Por este motivo, hace más de trece años comenzó un emprendimiento junto al padre de su hija, enfocado en el rubro de la panadería. “Tuvimos un gran crecimiento y llegamos a tener 25 trabajadores, una importadora de productos, trajimos cosas desde el exterior y nos iba muy bien. Llegamos a invertir en camiones. En un momento nos dimos cuenta que cometimos todos los errores que cometen los emprendedores. Tuvimos un fracaso rotundo, donde quedé prácticamente a expensas de los bancos que se iban a llevar todo, pero ahí también vino el quiebre familiar, entonces el fracaso fue entero: familiar y económico”, explica.

-De esos errores que me comentas ¿Cuáles fueron las cosas que fuiste cambiando? ¿Cambió tu manera de administrar una empresa?

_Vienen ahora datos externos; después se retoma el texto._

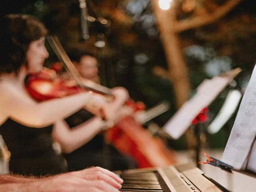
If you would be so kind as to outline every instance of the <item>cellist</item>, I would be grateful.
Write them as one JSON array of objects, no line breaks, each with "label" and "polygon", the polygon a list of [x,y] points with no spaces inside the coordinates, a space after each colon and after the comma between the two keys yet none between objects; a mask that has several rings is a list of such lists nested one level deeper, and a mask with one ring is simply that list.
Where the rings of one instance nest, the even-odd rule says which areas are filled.
[{"label": "cellist", "polygon": [[[98,101],[83,92],[36,102],[26,92],[24,80],[28,73],[41,70],[48,56],[44,46],[47,30],[23,15],[6,16],[0,20],[0,134],[12,153],[10,170],[35,175],[66,171],[64,159],[52,148],[51,125]],[[127,97],[123,89],[113,94],[117,100]],[[102,108],[108,113],[107,107]]]},{"label": "cellist", "polygon": [[[70,51],[68,55],[83,78],[99,83],[98,62],[93,54],[86,51],[74,49]],[[126,109],[126,107],[122,107],[122,110],[120,108],[117,112],[117,115],[120,115],[121,110],[126,115],[126,112],[128,113],[131,112],[129,109]],[[119,117],[122,116],[120,115]],[[69,127],[72,128],[71,130],[73,130],[80,125],[86,124],[86,122],[84,122],[86,120],[93,125],[93,127],[97,127],[96,118],[88,111],[81,110],[65,120]],[[120,118],[116,119],[115,122]],[[62,129],[64,126],[67,126],[65,124],[66,123],[63,122],[57,122],[55,124],[53,135],[54,138],[58,137],[55,135],[61,134]],[[95,132],[95,133],[98,133]],[[136,168],[136,163],[131,158],[120,154],[112,146],[106,143],[102,133],[95,134],[94,137],[92,137],[93,138],[90,141],[81,147],[77,148],[76,148],[76,150],[72,150],[74,151],[65,150],[66,146],[64,146],[63,143],[60,143],[62,148],[64,149],[64,157],[67,160],[69,171],[80,170],[93,165],[100,166],[112,170]]]}]

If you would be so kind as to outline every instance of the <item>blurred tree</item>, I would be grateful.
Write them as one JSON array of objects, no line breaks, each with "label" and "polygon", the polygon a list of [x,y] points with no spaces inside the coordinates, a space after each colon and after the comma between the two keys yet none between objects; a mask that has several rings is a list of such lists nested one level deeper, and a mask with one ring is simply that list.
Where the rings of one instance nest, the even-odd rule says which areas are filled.
[{"label": "blurred tree", "polygon": [[151,2],[179,107],[187,100],[191,89],[179,34],[216,21],[241,0],[229,0],[221,4],[214,0],[172,0],[169,1],[170,7],[166,10],[159,6],[160,1],[152,0]]}]

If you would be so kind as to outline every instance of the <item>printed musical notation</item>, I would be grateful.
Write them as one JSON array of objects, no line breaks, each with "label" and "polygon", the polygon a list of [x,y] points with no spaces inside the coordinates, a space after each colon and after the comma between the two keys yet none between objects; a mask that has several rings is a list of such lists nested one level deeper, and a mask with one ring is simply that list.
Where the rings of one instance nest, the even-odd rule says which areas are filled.
[{"label": "printed musical notation", "polygon": [[[254,67],[225,147],[222,161],[238,170],[246,168],[247,164],[255,166],[256,159],[248,158],[248,154],[250,152],[251,156],[256,156],[256,148],[256,148],[256,145],[254,145],[256,126],[256,67]],[[247,168],[250,169],[249,167]]]}]

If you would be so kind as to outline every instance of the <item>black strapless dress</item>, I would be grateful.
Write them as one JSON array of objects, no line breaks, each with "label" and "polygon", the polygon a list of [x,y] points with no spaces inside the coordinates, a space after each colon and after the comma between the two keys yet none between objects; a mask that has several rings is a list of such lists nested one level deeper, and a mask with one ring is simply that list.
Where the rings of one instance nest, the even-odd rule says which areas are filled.
[{"label": "black strapless dress", "polygon": [[0,126],[11,156],[9,169],[23,175],[53,175],[66,171],[64,158],[52,148],[52,126],[34,128],[8,119]]}]

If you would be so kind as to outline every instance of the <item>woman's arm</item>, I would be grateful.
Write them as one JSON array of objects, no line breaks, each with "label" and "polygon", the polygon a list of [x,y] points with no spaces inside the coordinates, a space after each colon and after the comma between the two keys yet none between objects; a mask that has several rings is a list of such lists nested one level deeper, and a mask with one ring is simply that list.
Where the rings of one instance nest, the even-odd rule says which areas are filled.
[{"label": "woman's arm", "polygon": [[96,116],[72,129],[66,122],[60,120],[54,124],[52,136],[60,144],[63,152],[70,153],[89,142],[106,125],[106,122]]},{"label": "woman's arm", "polygon": [[0,88],[1,118],[10,117],[28,126],[42,127],[63,119],[84,106],[92,96],[84,93],[37,103],[26,93],[10,86]]}]

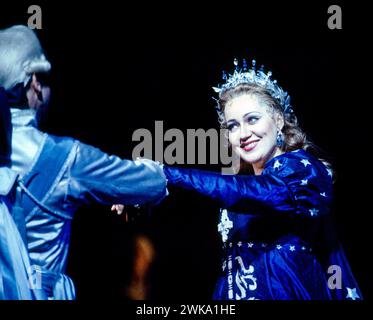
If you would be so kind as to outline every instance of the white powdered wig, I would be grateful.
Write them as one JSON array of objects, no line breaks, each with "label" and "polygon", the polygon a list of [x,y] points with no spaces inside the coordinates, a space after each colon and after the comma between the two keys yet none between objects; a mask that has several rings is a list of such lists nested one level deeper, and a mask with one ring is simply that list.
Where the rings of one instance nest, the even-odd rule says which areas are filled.
[{"label": "white powdered wig", "polygon": [[0,87],[26,85],[34,72],[50,69],[34,31],[22,25],[0,30]]}]

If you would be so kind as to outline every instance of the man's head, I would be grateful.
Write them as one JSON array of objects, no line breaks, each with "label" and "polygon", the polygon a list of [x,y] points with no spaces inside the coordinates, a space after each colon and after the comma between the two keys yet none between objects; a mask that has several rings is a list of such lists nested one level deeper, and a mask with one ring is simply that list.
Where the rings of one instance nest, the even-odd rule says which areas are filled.
[{"label": "man's head", "polygon": [[42,75],[50,69],[34,31],[21,25],[0,30],[0,87],[11,90],[23,84],[29,107],[37,109],[49,100]]}]

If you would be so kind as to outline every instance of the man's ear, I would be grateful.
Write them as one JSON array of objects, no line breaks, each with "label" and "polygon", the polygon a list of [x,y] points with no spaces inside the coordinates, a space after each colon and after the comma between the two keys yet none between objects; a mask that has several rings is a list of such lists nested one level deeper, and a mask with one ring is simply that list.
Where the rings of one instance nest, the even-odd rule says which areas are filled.
[{"label": "man's ear", "polygon": [[31,83],[30,83],[30,88],[36,93],[36,94],[40,94],[41,92],[41,84],[40,82],[38,81],[38,78],[36,76],[36,74],[34,73],[32,75],[32,79],[31,79]]}]

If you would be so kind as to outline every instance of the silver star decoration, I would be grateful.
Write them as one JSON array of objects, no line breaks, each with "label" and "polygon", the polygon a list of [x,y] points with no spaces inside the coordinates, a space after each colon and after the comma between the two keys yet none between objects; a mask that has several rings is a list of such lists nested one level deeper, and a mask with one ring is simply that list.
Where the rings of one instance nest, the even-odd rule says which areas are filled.
[{"label": "silver star decoration", "polygon": [[282,166],[282,164],[280,163],[280,161],[276,160],[274,165],[273,165],[273,169],[279,168],[281,166]]},{"label": "silver star decoration", "polygon": [[313,216],[317,216],[317,213],[319,212],[319,210],[317,210],[317,209],[315,209],[315,208],[310,209],[309,211],[310,211],[310,213],[311,213],[311,217],[313,217]]},{"label": "silver star decoration", "polygon": [[356,300],[356,299],[360,299],[359,295],[356,293],[356,288],[349,288],[349,287],[346,287],[347,289],[347,296],[346,298],[350,298],[352,300]]},{"label": "silver star decoration", "polygon": [[305,167],[307,167],[308,165],[311,165],[311,163],[307,159],[303,159],[301,160],[301,162],[304,164]]}]

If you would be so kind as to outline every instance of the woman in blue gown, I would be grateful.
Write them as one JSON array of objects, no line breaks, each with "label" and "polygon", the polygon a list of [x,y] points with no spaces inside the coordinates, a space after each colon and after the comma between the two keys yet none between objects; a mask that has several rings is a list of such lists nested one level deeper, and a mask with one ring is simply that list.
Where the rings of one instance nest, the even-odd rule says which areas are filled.
[{"label": "woman in blue gown", "polygon": [[240,169],[222,175],[164,166],[168,185],[218,201],[224,256],[214,299],[362,298],[331,223],[333,172],[297,124],[290,97],[271,73],[244,61],[219,93]]}]

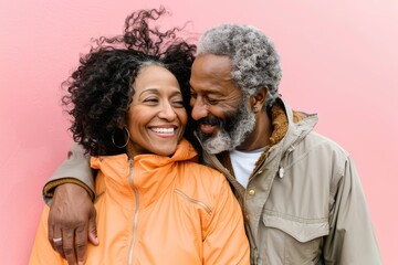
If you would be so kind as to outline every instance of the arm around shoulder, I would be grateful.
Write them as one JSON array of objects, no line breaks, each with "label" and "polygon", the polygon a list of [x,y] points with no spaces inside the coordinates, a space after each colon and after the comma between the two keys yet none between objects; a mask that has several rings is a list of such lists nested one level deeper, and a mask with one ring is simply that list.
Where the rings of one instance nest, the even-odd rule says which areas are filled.
[{"label": "arm around shoulder", "polygon": [[73,144],[67,159],[55,170],[43,187],[43,199],[51,203],[56,187],[64,183],[75,183],[83,187],[94,200],[94,177],[90,167],[90,155],[78,144]]}]

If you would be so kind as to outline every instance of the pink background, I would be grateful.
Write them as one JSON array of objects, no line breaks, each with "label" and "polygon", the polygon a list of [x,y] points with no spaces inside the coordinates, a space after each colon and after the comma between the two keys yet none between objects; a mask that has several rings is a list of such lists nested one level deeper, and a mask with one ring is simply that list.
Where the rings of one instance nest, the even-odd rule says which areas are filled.
[{"label": "pink background", "polygon": [[[146,3],[138,3],[146,2]],[[317,113],[317,130],[358,167],[384,264],[398,264],[398,2],[395,0],[0,1],[0,263],[27,264],[41,188],[71,145],[60,84],[90,38],[121,33],[133,10],[172,11],[165,25],[202,33],[256,25],[282,57],[280,91]]]}]

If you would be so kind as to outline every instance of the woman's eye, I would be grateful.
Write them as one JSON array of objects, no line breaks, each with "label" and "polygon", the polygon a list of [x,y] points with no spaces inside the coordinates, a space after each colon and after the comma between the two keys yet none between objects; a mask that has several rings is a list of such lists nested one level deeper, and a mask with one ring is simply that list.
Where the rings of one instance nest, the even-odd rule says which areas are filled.
[{"label": "woman's eye", "polygon": [[144,102],[145,103],[158,103],[159,100],[156,97],[148,97],[148,98],[145,98]]},{"label": "woman's eye", "polygon": [[174,100],[172,105],[175,105],[177,107],[184,107],[184,100],[182,99]]}]

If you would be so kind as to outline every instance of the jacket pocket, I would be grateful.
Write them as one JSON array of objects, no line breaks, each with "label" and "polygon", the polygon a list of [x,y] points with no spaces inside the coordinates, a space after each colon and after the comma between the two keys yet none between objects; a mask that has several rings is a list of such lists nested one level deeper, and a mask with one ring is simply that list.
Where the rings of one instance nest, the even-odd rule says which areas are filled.
[{"label": "jacket pocket", "polygon": [[327,219],[301,219],[274,211],[265,211],[260,226],[261,252],[269,264],[317,264],[323,236],[329,231]]}]

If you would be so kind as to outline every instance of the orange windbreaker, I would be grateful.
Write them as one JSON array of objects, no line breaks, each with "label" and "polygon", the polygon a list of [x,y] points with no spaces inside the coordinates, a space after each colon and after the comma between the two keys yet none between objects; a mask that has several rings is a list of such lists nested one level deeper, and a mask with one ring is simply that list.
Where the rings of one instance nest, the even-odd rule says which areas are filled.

-Cuando uno empieza con ventas grandes, estás solamente enfocado en tener más números y se te olvida -que es lo que pasó con nosotros- ver si la rentabilidad estaba acorde con los gastos que estábamos haciendo, si era acorde con la cantidad de personas que teníamos contratadas, si el retorno era el adecuado. Y no lo era. Nosotros teníamos una cantidad de plata impresionante en la calle y mucha la perdimos, porque no había un control de nuestras cobranzas y eso es vital para una empresa. Así como vendes también tienes que aprender a cobrar. Eso fue uno de los grandes desaciertos nuestros, que son cosas que ya no hago ahora. Además, ahora vendo cuando estoy segura que el que está comprando está contento con mi producto y me va a pagar en las fechas que yo tengo como plazo.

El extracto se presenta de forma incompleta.